Hedge funds get short of U.S. oil as storage fills: Kemp
Tuesday, 24 March 2015 | 15:13
Hedge funds have turned super-bearish about U.S. oil prices as concerns about running out of storage trump the drop in the number of rigs drilling new wells.
Money managers had amassed a record number of short positions in futures and options contracts linked to WTI (West Texas Intermediate) by the end of March 17, equivalent to 209 million barrels of oil, according to the U.S. Commodity Futures Trading Commission's (CFTC) latest commitments of traders report published on Friday.
Money managers still have long positions equivalent to 381 million barrels, so overall the sector is still running a net long position.
Hedge fund managers have a natural bullish bias. Not once have hedge funds as a whole been net short of WTI futures and options in the last nine years.
But the ratio of long to short positions last week, at 1.8:1, was the lowest in four-and-a-half years, and among the lowest recorded since hedge fund positions have been reported separately.
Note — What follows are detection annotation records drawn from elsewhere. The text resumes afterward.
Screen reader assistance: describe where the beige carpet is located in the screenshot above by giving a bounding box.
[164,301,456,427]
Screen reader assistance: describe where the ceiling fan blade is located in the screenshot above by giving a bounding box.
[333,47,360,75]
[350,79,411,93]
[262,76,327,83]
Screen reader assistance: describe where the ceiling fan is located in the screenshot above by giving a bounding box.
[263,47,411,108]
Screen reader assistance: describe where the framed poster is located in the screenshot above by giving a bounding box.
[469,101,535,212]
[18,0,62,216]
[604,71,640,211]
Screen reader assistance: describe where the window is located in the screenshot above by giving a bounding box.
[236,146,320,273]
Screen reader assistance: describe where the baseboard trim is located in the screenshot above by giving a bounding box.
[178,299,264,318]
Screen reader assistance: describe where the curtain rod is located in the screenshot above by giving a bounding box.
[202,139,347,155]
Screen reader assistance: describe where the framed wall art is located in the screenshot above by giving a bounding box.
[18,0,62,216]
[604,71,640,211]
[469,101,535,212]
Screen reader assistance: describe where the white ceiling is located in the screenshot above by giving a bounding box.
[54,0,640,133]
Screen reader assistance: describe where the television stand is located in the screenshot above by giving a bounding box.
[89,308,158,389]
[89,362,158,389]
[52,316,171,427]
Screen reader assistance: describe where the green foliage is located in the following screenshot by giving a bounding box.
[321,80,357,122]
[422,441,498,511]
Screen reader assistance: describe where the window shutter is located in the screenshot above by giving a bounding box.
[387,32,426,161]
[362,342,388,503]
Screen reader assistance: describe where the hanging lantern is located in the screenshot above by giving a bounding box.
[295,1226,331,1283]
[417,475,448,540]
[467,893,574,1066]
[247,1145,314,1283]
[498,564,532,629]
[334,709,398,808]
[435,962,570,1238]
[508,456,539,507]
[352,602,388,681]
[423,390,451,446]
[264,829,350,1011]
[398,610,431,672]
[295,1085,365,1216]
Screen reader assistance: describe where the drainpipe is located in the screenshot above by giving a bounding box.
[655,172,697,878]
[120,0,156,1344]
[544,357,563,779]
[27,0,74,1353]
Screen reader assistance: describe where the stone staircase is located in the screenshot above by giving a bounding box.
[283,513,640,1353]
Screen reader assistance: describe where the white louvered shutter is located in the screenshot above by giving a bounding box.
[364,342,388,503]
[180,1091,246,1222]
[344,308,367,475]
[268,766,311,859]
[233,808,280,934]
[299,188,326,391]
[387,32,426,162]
It was as close as the hedge fund community gets to being bearish.
On March 17, money managers had 90 separately identified short positions in WTI-related futures and options contracts, compared with 75 long positions, according to an analysis of CFTC data. It has been rare for short positions to outnumber long ones since oil prices crashed in 2008.
The build up of short positions comes as no surprise, though the speed at which funds have turned bearish was unexpected. Total short positions rose by 36.5 million barrels over the seven days to March 17 and have risen by 75 percent over the last four weeks.
Fund managers have focused on the immediate risk of storage space running out in the next few weeks rather than the drop in drilling activity and the implied downturn in oil production later in the year.
Stocks of crude in commercial storage at tank farms, refineries and in pipelines across the United States have risen by 73 million barrels, 19 percent, since the end of last year, and stand at the highest level since the 1930s (link.reuters.com/jaf44w).
At the same time, the number of rigs drilling for fresh oil has halved since early October 2014, to the lowest level in four years, according to Baker Hughes, the oilfield services company (link.reuters.com/maf44w).
The number of rigs drilling in North Dakota's Bakken has dropped from 190 in October to 107 by the end of last week, according to the state Department of Mineral Resources.
Bearish hedge fund managers are betting the United States will run out of storage space before lower drilling rates start to cut production and rebalance supply and demand.
But with so many hot-money shorts in WTI-related futures and options, the uptick in futures prices between March 18 and March 20 should not surprise anyone. The market had got itself very short and was ripe for a near-term reversal.